LG Köln v. 23.09.2011: Zur angemessenen Regulierungsdauer eines Haftpflichtschadens und zur Veranlassung zur Klageerhebung


Das Landgericht Köln (Beschluss vom 23.09.2011 - 2 O 203/11) hat entschieden:
Im Schadensersatzrecht gilt allgemein, dass der Beklagte keinen Anlass zur Klage gegeben hat, wenn ihm der Geschädigte nicht eine ausreichende Zeit zur Überprüfung der Forderung gegeben hat. Im Haftpflichtprozess, insbesondere in Verkehrsunfallsachen, sind dabei andere Maßstäbe zu beachten als ansonsten. Aus diesen Gründen muss von einem durch Verkehrsunfall Geschädigten mehr Geduld vor Erhebung einer Klage gegen den Versicherer erwartet werden, als im Falle einer Inanspruchnahme des unmittelbaren Schädigers. Wie die Prüfungsfrist zu bemessen ist, hängt von den Umständen des Einzelfalles ab und richtet sich nach der Kompliziertheit des die Schadensersatzpflicht auslösenden Ereignisses und nach der Zusammensetzung und dem Umfang der geltend gemachten Ansprüche. Bei durchschnittlichen Verkehrsunfällen ist der Haftpflichtversicherung ein Prüfungszeitraum von etwa 4 bis 6 Wochen zuzugestehen.

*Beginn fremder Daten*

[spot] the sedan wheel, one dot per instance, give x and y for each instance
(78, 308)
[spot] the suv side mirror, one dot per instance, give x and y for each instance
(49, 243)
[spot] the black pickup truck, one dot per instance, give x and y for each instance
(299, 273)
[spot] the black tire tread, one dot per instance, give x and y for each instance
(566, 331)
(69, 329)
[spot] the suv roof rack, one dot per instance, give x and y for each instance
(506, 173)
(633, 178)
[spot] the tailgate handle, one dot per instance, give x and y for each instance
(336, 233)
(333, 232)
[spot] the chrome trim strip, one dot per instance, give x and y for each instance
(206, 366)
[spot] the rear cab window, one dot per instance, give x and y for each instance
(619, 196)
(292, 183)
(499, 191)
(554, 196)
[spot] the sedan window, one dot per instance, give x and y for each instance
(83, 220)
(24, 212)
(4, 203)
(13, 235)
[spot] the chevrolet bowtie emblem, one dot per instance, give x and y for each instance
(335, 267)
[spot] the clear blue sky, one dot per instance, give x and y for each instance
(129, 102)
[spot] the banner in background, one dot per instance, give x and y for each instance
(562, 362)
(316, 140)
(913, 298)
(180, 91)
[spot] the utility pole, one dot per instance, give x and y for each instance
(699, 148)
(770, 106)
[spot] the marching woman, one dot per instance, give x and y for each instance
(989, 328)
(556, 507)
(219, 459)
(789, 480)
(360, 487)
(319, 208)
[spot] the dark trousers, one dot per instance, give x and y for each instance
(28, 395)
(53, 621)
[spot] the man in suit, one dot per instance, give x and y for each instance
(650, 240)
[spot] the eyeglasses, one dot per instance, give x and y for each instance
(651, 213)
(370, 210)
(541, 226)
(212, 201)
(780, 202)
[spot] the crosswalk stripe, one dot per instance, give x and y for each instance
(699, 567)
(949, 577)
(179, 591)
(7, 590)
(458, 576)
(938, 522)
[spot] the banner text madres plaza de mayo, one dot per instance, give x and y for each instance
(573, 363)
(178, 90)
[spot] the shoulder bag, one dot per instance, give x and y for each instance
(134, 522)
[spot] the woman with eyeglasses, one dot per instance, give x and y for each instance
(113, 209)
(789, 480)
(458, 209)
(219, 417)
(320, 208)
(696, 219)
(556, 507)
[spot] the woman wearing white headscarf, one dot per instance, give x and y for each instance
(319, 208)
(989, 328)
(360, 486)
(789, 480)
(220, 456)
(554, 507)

Siehe auch Dauer der Schadenregulierung - angemessene Regulierungsfrist und Versicherungsthemen


Gründe:

Die Parteien haben den Rechtsstreit in der Hauptsache übereinstimmend für erledigt erklärt.

Gemäß § 91 a ZPO konnte demnach durch Beschluss, der keiner mündlichen Verhandlung bedarf, über die Kosten des Verfahrens entschieden werden.

Unter Berücksichtigung des bisherigen Sach- und Streitstandes entspricht die tenorierte Kostenfolge billigem Ermessen.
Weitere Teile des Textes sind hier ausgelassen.